Both co-written with Robert Hunter, their fifth and sixth such collaboration, "Blue Moon Junction" is Lauderdale performing solo, just acoustic guitar and voice. With such an effective presentation, one wonders why Lauderdale never before elected to present himself in such an unadorned fashion.
On "Blue Moon Junction," Lauderdale encourages songs to the fore as he has never before. With nothing between the lyric and listener but his voice and guitar, each word and note takes on additional dimension.
Consider the second stanza of Shadowfall, a mid-set song that reads like something one might uncover within a tome of obscure 18th century poetry:
"Songbirds were so strangely still this morning
Like during an eclipse as dark as light
All pretense of hope forever scorning
Exploding into shards of endless night."
Guitar absent, Lauderdale sings the words - more blue than depression - with the gravity of darkness compressing any hope, even as dice roll.

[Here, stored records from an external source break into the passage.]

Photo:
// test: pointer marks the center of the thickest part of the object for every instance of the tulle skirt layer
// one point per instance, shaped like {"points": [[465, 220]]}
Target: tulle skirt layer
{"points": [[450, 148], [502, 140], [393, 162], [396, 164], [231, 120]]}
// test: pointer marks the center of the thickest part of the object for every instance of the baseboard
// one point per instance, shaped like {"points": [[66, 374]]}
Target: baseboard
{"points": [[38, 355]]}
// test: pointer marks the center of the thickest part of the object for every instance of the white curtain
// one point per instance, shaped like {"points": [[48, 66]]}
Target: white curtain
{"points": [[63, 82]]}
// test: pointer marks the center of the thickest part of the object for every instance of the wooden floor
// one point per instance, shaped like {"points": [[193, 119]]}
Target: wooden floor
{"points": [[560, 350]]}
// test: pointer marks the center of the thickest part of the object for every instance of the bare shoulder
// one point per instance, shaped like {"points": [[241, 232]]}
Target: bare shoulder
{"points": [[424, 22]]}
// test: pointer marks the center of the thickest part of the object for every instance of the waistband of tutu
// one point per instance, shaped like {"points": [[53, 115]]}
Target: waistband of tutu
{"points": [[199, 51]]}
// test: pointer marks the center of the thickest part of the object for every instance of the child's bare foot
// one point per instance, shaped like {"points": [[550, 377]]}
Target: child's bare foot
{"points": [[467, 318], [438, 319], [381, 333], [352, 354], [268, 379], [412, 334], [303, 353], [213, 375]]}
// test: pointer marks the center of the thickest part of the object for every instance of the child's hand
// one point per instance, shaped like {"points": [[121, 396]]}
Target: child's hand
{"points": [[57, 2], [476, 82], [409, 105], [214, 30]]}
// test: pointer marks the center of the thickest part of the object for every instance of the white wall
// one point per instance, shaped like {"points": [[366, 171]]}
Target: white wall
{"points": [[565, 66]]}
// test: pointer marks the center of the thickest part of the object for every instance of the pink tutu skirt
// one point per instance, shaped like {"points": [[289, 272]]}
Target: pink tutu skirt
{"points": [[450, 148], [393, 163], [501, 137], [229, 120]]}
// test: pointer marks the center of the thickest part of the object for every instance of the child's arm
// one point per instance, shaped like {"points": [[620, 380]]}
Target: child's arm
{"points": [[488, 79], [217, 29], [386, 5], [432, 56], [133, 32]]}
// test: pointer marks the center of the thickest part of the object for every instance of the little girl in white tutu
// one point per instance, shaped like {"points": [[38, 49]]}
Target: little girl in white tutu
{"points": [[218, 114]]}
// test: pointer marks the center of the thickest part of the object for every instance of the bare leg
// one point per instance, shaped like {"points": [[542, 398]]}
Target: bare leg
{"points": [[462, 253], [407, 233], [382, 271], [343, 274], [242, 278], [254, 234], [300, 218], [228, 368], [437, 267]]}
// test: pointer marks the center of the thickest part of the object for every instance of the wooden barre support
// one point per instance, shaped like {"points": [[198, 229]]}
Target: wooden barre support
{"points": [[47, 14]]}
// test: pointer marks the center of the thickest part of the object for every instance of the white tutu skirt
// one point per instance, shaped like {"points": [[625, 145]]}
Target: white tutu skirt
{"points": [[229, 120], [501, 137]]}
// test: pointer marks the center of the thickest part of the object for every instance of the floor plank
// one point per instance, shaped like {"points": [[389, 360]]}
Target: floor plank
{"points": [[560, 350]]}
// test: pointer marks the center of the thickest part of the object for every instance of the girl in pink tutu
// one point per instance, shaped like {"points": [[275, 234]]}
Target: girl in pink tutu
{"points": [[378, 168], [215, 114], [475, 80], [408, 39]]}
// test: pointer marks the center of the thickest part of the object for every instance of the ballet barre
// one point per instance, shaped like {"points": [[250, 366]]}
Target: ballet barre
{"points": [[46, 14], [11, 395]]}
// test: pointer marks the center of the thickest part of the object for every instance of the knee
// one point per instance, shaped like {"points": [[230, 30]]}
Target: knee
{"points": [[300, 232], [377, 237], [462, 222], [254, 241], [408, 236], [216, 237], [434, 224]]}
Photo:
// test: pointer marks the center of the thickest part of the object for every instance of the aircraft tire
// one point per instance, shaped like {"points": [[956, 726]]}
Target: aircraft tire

The album's opening track Land of My Dreams features a stranger "trying to find where he belongs, the right place to sing his songs" within its chorus. From all appearances, Lauderdale has found that locale on this album.
Hunter-Lauderdale pieces do not get better than Morgan Montague. Capturing a life set sometime in the past - Montague could have lived at any time over the past 500 years - Montague hangs for a crime he claims he didn't commit, although one suspects he is far from innocent. We know not much about him, beyond the knowledge that we stand where he died. This lack of clarity doesn't lessen the chill that "before the frost is on my grave, you'll lie beside me here."
Nocturnal riders and ancient words give 13 Horsemen definition, faith, shadow and fear conflicting within one's soul. Hunter's lyrical mysticism is on full display within the title track ("Junkshop of my passion, museum of memories...back in the long ago") with Lauderdale's voice - unhurried, direct, and plain - given every opportunity to reveal itself as original, as natural, and as dynamic as John Hiatt's and Bruce Springsteen's.
One can picture Lauderdale singing these songs from a stool within a sparsely populated venue, each listener sitting in stunned silence as songs reveal truths not before exposed, each song "peals of naked thunder or some solitary word."